La différence de tarification des produits et services relevant du système de cantine proposés aux détenus des différents établissements pénitentiaires est la conséquence nécessaire des articles L. 113 et D. 332-34 précités du code pénitentiaire qui imposent que les prix facturés tiennent compte des conditions économiques en vigueur localement.

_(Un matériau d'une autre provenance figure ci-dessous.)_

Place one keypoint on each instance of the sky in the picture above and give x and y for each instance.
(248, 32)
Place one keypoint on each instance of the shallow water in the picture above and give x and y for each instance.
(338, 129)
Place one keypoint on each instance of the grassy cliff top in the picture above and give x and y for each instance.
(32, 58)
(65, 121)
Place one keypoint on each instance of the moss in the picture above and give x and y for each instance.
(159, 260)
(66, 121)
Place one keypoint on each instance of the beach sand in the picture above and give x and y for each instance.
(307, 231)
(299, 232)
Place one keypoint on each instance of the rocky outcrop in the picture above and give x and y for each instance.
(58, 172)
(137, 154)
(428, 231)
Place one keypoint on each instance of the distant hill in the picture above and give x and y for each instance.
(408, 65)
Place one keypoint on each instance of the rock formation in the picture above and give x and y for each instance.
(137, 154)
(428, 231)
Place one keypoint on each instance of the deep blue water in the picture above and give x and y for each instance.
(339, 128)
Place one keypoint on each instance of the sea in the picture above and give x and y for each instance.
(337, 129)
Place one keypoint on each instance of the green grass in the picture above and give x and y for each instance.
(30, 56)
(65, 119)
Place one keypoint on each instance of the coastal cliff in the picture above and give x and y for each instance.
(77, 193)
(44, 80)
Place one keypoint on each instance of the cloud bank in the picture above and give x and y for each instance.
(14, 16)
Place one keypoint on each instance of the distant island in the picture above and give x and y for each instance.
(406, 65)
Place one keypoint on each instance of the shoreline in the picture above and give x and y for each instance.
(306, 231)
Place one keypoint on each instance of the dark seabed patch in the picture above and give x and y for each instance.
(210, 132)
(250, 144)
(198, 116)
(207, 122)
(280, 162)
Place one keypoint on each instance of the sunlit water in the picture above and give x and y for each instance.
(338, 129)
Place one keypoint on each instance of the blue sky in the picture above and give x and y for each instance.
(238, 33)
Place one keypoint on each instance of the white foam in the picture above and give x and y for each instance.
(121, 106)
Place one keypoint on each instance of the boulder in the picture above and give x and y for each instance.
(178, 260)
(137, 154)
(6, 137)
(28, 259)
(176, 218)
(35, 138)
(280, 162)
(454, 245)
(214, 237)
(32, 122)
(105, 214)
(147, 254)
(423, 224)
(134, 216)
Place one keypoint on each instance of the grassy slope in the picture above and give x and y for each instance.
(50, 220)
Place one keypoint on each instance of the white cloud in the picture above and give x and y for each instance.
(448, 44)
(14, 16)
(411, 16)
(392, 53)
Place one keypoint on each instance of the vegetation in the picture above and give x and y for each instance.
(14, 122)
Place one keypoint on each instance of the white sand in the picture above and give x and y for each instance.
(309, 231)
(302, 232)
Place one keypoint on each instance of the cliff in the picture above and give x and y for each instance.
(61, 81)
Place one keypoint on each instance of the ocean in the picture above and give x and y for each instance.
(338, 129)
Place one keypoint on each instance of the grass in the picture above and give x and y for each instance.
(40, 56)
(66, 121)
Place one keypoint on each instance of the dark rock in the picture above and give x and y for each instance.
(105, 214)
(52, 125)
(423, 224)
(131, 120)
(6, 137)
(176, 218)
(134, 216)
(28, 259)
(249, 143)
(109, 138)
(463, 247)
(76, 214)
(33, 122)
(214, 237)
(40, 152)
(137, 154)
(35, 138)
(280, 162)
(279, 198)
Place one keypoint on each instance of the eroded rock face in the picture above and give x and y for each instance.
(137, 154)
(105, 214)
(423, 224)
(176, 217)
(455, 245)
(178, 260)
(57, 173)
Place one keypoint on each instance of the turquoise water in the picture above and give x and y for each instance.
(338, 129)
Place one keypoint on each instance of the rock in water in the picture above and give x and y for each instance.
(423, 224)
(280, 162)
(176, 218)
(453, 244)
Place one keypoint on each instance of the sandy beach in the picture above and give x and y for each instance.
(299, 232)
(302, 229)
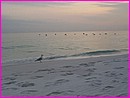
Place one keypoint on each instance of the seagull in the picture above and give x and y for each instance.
(39, 59)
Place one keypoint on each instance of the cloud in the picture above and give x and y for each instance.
(71, 16)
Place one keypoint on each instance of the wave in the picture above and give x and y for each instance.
(91, 53)
(100, 52)
(15, 47)
(87, 54)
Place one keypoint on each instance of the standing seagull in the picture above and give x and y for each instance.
(39, 59)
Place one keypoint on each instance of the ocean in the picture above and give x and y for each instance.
(26, 47)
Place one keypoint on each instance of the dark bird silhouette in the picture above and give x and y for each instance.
(39, 59)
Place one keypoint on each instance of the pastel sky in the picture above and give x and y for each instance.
(64, 16)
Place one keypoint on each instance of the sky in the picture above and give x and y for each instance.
(64, 16)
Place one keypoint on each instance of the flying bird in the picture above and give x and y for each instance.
(39, 59)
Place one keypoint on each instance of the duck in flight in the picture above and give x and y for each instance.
(39, 59)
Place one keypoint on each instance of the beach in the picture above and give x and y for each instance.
(93, 76)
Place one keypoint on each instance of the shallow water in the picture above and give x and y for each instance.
(55, 45)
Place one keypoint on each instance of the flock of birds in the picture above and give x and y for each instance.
(82, 33)
(41, 57)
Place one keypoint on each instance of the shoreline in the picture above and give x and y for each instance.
(31, 60)
(96, 76)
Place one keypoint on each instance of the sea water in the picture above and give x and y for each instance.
(23, 47)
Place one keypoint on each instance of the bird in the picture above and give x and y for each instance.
(39, 59)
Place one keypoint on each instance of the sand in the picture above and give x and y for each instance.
(95, 76)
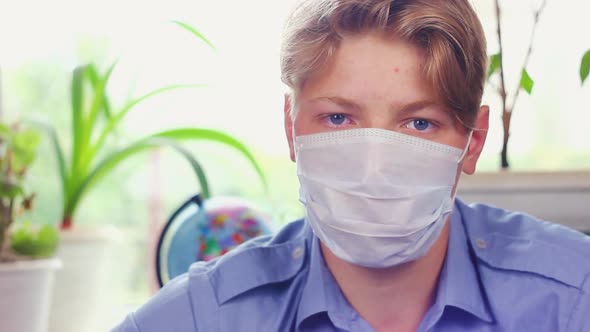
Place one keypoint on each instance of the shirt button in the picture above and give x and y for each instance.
(481, 243)
(297, 253)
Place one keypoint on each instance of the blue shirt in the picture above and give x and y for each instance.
(503, 272)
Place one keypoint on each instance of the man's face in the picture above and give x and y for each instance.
(373, 82)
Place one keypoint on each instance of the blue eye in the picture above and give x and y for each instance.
(421, 124)
(337, 119)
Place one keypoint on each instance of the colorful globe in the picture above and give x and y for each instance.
(201, 232)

A cette fin, le titulaire du marché chargé du service de la cantine du centre de détention de Bapaume facture à l’établissement la vente des produits et services commandés par les détenus. Les tarifs appliqués aux détenus intègrent les prix du prestataire, eux-mêmes soumis à un dispositif d’ajustement annuel appliqué en fonction du prix le plus bas constaté, sur chaque produit ou service, dans deux hypermarchés locaux de référence, le catalogue et les tarifs actualisés étant arrêtés par le directeur de l’établissement. Dans de telles conditions, la différence entre le prix des produits acquis par M. A… et celui des produits proposés aux détenus situés dans d’autres établissements pénitentiaires est la conséquence nécessaire de l’application de la loi et n’est pas constitutive d’une rupture d’égalité entre usagers d’un même service public. En outre, il ressort des pièces du dossier que les produits avec des références identiques et souvent achetés ne font pas l’objet d’un prix disproportionné par rapport au marché national, et il ne ressort pas des pièces du dossier que les différences de prix constatées par rapport à ce marché national feraient obstacle à l’accès des détenus au service de la cantine.
En troisième et dernier lieu, aux termes de l’article 14 de la convention européenne de sauvegarde des droits de l’homme et des libertés fondamentales : « La jouissance des droits et libertés reconnus dans la présente Convention doit être assurée, sans distinction aucune, fondée notamment sur le sexe, la race, la couleur, la langue, la religion, les opinions politiques ou toutes autres opinions, l’origine nationale ou sociale, l’appartenance à une minorité nationale, la fortune, la naissance ou toute autre situation ». Aux termes de l’article 1er du premier protocole additionnel à cette convention : « Toute personne physique (…) a droit au respect de ses biens (…) ».
Pour les mêmes motifs que ceux exposés au point 6, M. A… n’est pas fondé à soutenir que les tarifs contestés seraient constitutifs d’une différence de traitement injustifiée entre détenus selon le mode de gestion de leur établissement de détention ni, en tout état de cause, qu’ils méconnaîtraient les stipulations de l’article 14 de la convention européenne de sauvegarde des droits de l’homme et des libertés fondamentales ou l’article 1er du premier protocole additionnel à cette convention.
Il résulte de tout ce qui précède que les conclusions à fin d’annulation de la décision implicite née le 15 août 2022 doivent être rejetées, ainsi que, par voie de conséquence, celles aux fins d’injonction et d’astreinte, et celles présentées sur le fondement des dispositions combinées des articles L. 761-1 du code de justice administrative et 37 de la loi du 10 juillet 1991.
D E C I D E :
Article 1er : La requête de M. A… est rejetée.
Article 2 : Le présent jugement sera notifié à M. B… A…, au garde des sceaux, ministre de la justice, et à Me Alexandre Ciaudo.
Délibéré après l’audience du 12 septembre 2025, à laquelle siégeaient :
Mme Stefanczyk, présidente,
M. Frindel, conseiller,
Mme Sanier, conseillère.
Rendu public par mise à disposition au greffe le 3 octobre 2025.
Le rapporteur,
Signé
T. Frindel
La présidente,
Signé
S. Stefanczyk
La greffière,
Signé
N. Paulet
La République mande et ordonne au garde des sceaux, ministre de la justice, en ce qui le concerne ou à tous commissaires de justice à ce requis en ce qui concerne les voies de droit commun, contre les parties privées, de pourvoir à l’exécution de la présente décision.